Rationalists, such as “Descartes and Spinoza”, believed that all human knowledge “lay in the mind” and depended on reason while the empiricists, like “Locke, Berkeley and Hume”, believed that our knowledge of the world around us is conceived through our senses. When Sophie puts the “red tinted glasses” on, her mind knows that everything thing she had just seen is not “pink” or “crimson” but is simply perceived that way through her senses. It is because her mind knows that her world has not just “become red” that I believe more in the ideas of the rationalists. If I were to put on a pair of “red-tinted” spectacles, I would know that I was still in the same room but simply with a colour filter between me and my surroundings.
However, Alberto goes on to say that we are “not able to take off the ‘glasses’ of reason”. Therefore, we must react to events in exactly the same way as others. This automatically implied to me that senses are the only reaction that can be altered to change the way we see something. However, after further insight, I realised that each individual has their own unique “reason”. I understand reason to be the thoughts, beliefs and ideas that we have been brought up to believe. For example, the Hitler Youth group in 1930’s Germany were brought up to believe that they were a superior race. Therefore, this supposed information coloured their view of all other races. They would react differently to those who had an international based upbringing.
Having been presented with this metaphor, I now imagine that everyone has both a pair of ‘reason glasses’ and ‘senses glasses’. However, it is how thick each of the lenses are that affect how you live your life. In my case, I depend very much on what I know and have been brought up to believe. Therefore I think I have a thick “reason” lens but a thin “sense” lens. However, my mother is a culprit of seeing things ‘through rose-tinted glasses’. This saying means that you are a person who filters out the bad qualities of an event or memory to preserve the good aspects of the experience. This quality implies that she does not listen as much to her reason. Being reliant on the rose-tinted glasses allows our better judgement to be tested and we become fully dependant on our senses, abandoning our reason.
In conclusion, I believe that wearing “red-tinted glasses” changes our perception but our reaction is mostly dependent on our individual reason. Unlike Alberto, I do not believe that the glasses “limit the way” we perceive reality. They simply provide a new angle at which to view a situation.
However, Alberto goes on to say that we are “not able to take off the ‘glasses’ of reason”. Therefore, we must react to events in exactly the same way as others. This automatically implied to me that senses are the only reaction that can be altered to change the way we see something. However, after further insight, I realised that each individual has their own unique “reason”. I understand reason to be the thoughts, beliefs and ideas that we have been brought up to believe.
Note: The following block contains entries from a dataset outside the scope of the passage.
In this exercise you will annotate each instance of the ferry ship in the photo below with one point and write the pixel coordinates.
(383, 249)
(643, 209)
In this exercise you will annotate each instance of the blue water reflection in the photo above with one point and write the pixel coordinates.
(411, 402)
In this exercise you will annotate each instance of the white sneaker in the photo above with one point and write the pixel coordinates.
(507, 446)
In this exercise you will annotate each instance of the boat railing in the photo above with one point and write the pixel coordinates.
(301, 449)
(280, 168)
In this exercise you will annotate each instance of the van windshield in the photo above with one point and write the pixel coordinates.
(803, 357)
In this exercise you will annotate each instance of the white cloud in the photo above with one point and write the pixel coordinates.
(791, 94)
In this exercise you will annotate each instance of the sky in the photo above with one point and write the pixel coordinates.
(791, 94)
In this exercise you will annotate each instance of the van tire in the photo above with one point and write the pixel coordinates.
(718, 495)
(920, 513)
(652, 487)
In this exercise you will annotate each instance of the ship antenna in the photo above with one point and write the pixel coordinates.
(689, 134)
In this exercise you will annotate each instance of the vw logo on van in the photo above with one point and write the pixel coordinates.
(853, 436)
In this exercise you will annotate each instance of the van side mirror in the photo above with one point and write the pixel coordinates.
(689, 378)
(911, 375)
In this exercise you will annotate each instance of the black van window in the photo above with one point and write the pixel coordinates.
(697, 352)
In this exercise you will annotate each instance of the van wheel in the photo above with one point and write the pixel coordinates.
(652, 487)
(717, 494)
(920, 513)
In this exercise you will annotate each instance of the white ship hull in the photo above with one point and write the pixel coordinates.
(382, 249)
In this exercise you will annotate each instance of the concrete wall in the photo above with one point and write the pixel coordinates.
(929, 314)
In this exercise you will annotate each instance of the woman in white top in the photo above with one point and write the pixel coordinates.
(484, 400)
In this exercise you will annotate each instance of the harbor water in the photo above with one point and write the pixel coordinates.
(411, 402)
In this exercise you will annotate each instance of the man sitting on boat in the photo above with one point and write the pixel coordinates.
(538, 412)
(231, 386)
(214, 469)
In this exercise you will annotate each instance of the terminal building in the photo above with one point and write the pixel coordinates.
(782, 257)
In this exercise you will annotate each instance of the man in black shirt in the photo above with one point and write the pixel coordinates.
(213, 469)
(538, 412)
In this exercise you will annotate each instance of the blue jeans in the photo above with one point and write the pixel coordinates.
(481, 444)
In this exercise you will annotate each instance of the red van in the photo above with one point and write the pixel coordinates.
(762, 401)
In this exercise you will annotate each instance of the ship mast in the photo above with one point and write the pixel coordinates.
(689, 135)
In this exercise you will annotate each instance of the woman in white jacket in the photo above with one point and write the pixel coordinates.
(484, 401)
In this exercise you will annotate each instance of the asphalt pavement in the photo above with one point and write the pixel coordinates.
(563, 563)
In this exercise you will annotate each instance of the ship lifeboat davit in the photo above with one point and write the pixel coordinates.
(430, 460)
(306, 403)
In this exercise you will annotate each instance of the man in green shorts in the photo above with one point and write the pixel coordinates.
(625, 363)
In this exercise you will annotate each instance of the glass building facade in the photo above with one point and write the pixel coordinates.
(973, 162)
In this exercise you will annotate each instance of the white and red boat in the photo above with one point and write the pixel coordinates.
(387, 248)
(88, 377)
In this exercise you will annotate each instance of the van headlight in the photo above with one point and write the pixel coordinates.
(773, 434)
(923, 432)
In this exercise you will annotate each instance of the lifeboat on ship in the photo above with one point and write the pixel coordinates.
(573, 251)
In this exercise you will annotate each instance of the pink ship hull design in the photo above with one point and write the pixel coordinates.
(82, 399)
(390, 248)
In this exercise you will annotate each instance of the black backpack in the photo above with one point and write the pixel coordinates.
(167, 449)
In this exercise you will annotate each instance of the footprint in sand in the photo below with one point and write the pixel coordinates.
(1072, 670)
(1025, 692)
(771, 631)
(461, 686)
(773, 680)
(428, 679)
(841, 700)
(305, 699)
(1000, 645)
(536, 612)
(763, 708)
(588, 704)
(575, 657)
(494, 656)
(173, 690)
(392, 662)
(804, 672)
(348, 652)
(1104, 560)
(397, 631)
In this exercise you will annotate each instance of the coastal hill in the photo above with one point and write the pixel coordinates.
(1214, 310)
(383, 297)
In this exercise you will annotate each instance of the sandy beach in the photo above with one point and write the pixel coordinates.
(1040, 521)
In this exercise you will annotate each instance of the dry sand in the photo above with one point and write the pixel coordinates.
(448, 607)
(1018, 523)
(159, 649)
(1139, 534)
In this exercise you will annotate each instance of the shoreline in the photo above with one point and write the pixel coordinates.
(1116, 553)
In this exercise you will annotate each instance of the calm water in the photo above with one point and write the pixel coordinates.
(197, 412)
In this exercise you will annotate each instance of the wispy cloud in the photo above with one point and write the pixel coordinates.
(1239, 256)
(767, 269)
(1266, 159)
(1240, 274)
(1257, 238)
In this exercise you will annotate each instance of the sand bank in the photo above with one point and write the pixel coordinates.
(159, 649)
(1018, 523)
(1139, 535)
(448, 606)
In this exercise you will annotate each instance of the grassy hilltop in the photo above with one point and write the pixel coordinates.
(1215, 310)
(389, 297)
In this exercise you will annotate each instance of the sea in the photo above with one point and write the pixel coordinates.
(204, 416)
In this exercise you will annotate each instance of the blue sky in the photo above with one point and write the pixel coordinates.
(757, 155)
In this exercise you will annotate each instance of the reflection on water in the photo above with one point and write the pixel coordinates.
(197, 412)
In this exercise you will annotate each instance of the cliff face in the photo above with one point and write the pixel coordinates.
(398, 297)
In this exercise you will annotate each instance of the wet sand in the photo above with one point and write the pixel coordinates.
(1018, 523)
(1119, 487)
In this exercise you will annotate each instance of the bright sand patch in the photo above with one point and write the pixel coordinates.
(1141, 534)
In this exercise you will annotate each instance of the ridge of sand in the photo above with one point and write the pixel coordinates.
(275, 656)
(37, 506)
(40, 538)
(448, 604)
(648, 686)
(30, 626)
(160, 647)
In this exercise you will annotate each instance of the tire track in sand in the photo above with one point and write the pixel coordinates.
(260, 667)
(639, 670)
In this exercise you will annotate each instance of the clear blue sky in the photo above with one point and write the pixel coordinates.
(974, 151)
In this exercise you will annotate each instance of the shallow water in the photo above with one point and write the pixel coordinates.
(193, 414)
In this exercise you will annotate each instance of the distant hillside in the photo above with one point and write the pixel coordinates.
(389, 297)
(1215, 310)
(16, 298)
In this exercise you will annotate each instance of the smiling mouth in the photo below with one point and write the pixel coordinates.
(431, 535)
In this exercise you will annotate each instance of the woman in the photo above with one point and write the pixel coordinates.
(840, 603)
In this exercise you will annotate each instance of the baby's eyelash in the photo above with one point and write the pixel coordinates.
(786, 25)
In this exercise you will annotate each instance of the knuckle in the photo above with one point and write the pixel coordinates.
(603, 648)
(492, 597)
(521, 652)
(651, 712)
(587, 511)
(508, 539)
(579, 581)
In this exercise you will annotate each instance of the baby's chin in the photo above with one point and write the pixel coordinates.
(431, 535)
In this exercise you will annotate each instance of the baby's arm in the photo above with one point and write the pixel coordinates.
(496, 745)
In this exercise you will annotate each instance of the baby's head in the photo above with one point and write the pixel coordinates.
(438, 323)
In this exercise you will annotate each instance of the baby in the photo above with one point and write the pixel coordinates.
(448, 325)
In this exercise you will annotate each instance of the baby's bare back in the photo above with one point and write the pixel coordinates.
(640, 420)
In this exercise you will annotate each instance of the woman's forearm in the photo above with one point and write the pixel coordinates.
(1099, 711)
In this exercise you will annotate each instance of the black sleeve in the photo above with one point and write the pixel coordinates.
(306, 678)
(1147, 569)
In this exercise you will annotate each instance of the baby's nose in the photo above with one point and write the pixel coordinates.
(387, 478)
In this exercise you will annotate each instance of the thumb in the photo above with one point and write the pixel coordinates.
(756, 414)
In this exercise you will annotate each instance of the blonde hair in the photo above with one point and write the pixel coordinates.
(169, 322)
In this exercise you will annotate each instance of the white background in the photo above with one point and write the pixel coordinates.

For example, the Hitler Youth group in 1930’s Germany were brought up to believe that they were a superior race. Therefore, this supposed information coloured their view of all other races. They would react differently to those who had an international based upbringing.
Having been presented with this metaphor, I now imagine that everyone has both a pair of ‘reason glasses’ and ‘senses glasses’. However, it is how thick each of the lenses are that affect how you live your life. In my case, I depend very much on what I know and have been brought up to believe. Therefore I think I have a thick “reason” lens but a thin “sense” lens. However, my mother is a culprit of seeing things ‘through rose-tinted glasses’. This saying means that you are a person who filters out the bad qualities of an event or memory to preserve the good aspects of the experience. This quality implies that she does not listen as much to her reason. Being reliant on the rose-tinted glasses allows our better judgement to be tested and we become fully dependant on our senses, abandoning our reason.
In conclusion, I believe that wearing “red-tinted glasses” changes our perception but our reaction is mostly dependent on our individual reason. Unlike Alberto, I do not believe that the glasses “limit the way” we perceive reality. They simply provide a new angle at which to view a situation.
2 comments:
Hi Anna
You appear to put a lot of faith in propositional knowledge; what you call 'reason'. But does propositional knowledge really mean 'reason'? Is your mother's 'rose-tinting' any more or less filtered than your 'reason'? If we take the glasses as a metaphor for our perceptions being tainted by what we believe to be true, it follows that only by removing the comfortable and familiar lenses can we really 'see' clearly for the first time. For example, if you beleive in God or do not believe in God, you are wearing a set of lenses that 'colour' your perceptions. It follows then, that in order to see clearly you need to be prepared to see the world without the 'faith' lenses or the 'atheism' lenses. In other words step BEYOND your propositional knowledge into the total unknown. Now, that takes real 'faith'!!!
M Turver
i like how you proposed the idea that the glasses have different thickness and that it is the thickness which which determines how you live. i never thought of it in this sense and it was interesting reading your analysis of the glasses.